Scheduling: Trading Latency for Throughput (and Back Again)

2025-02-12 · Leonardo Benicio

Queue disciplines, work stealing, and CPU affinity: how scheduler choices shape p50/p99, and when to bias for one over the other.

Schedulers encode policy: who runs next, on which core, and for how long. Those choices shuffle latency and throughput. Let’s make the trade‑offs explicit.

FIFO vs. priority vs. fair

FIFO: simple, minimal overhead; tail prone under bursty arrivals.
Priority: protects critical work; risks starvation without aging.
Fair (CFQ‑like): shares CPU evenly; may underutilize when work is imbalanced.

Work stealing

Great for irregular parallel workloads. Each worker has a deque; thieves steal from the tail. Pros: high utilization; Cons: cache locality losses and noisy tails under high contention.

Affinity and locality

Pin hot threads; keep their working sets nearby. Migrating a thread mid‑burst swaps warm caches for cold ones.

A pragmatic recipe

Pick a simple baseline; instrument p50/p95/p99; introduce priority lanes only where user pain exists; and keep a budget for stealing when queues skew.

1) Latency vs throughput: a queueing lens

A service is a queue with servers. When arrival rate λ approaches service rate μ, the utilization ρ=λ/(kμ) for k servers approaches 1 and latencies explode geometrically. Policies decide who waits and where variability ends up. If you optimize purely for throughput, you run hot (ρ≈1) and accept long tails. If you optimize for latency, you reserve slack and reduce variance, sacrificing peak throughput.

Key facts from M/M/1 intuition that hold surprisingly often:

Mean response time grows like 1/(1−ρ). At ρ=0.9, you’ve already multiplied queueing delay by 10×.
Variance is poison for tails.

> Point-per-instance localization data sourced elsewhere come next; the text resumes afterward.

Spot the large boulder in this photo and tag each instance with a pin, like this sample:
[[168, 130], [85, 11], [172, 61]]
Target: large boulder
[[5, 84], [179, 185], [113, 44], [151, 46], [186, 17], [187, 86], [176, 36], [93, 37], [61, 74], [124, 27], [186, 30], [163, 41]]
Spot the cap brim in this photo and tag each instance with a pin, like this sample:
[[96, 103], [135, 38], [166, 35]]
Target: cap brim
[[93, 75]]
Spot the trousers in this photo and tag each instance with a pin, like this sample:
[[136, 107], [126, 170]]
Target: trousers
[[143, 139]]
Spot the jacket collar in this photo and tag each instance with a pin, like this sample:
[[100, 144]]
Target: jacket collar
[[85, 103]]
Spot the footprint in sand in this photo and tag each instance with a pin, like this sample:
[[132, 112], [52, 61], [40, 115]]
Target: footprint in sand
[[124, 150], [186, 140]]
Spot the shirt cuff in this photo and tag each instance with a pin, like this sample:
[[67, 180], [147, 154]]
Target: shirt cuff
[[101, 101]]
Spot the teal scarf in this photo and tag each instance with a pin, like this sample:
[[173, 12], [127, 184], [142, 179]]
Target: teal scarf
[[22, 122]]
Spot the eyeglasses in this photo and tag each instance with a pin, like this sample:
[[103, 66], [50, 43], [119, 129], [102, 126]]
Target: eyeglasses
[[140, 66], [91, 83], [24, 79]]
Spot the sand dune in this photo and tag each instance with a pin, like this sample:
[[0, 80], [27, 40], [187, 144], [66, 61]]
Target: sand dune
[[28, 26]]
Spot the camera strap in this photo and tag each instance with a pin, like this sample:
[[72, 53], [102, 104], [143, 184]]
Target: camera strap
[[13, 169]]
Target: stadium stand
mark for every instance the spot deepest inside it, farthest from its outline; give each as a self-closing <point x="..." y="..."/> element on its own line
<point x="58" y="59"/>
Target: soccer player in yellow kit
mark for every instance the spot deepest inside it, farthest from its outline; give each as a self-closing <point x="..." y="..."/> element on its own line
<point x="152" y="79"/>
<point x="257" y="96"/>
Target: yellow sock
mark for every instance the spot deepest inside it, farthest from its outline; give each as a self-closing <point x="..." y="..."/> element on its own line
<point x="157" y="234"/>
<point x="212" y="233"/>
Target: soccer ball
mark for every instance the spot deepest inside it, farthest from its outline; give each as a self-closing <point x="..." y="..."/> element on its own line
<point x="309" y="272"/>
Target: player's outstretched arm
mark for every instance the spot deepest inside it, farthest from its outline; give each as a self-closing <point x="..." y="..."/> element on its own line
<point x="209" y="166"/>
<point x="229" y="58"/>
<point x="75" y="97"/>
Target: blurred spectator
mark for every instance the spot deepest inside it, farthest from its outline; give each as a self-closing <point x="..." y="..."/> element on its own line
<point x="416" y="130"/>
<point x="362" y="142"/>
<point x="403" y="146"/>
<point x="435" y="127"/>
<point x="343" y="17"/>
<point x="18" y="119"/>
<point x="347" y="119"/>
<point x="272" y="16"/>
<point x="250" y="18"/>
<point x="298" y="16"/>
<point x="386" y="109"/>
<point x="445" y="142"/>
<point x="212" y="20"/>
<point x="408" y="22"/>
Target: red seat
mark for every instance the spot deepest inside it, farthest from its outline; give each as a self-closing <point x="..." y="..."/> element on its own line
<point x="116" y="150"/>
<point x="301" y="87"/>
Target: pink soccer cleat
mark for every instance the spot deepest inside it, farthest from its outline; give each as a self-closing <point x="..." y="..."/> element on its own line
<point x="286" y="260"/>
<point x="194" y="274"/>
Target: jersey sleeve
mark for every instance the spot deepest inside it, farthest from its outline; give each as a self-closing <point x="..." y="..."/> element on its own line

Even with the same mean service time, higher variance yields fatter tails.
Shortest‑job‑first (SJF) or SRPT minimizes mean response time; prioritizing short requests helps everyone’s perceived latency when you can predict job sizes.

2) Designing scheduler queues for services

Practical server designs typically use:

One queue per worker/core for cache locality.
A fast lane for known‑short requests (health checks, reads) and a bulk lane for heavy CPU/IO tasks.
Admission control: caps on in‑flight per endpoint/tenant to bound queue growth.
Deadlines and budgets: each request carries a deadline; schedulers drop or downgrade work unlikely to meet its budget.

Two common patterns:

Token buckets: each queue has tokens for CPU/time budget; short path refills faster.
Deficit round robin (DRR): approximate weighted fair sharing with credit accumulation; combine with size estimates for SJF‑ish ordering.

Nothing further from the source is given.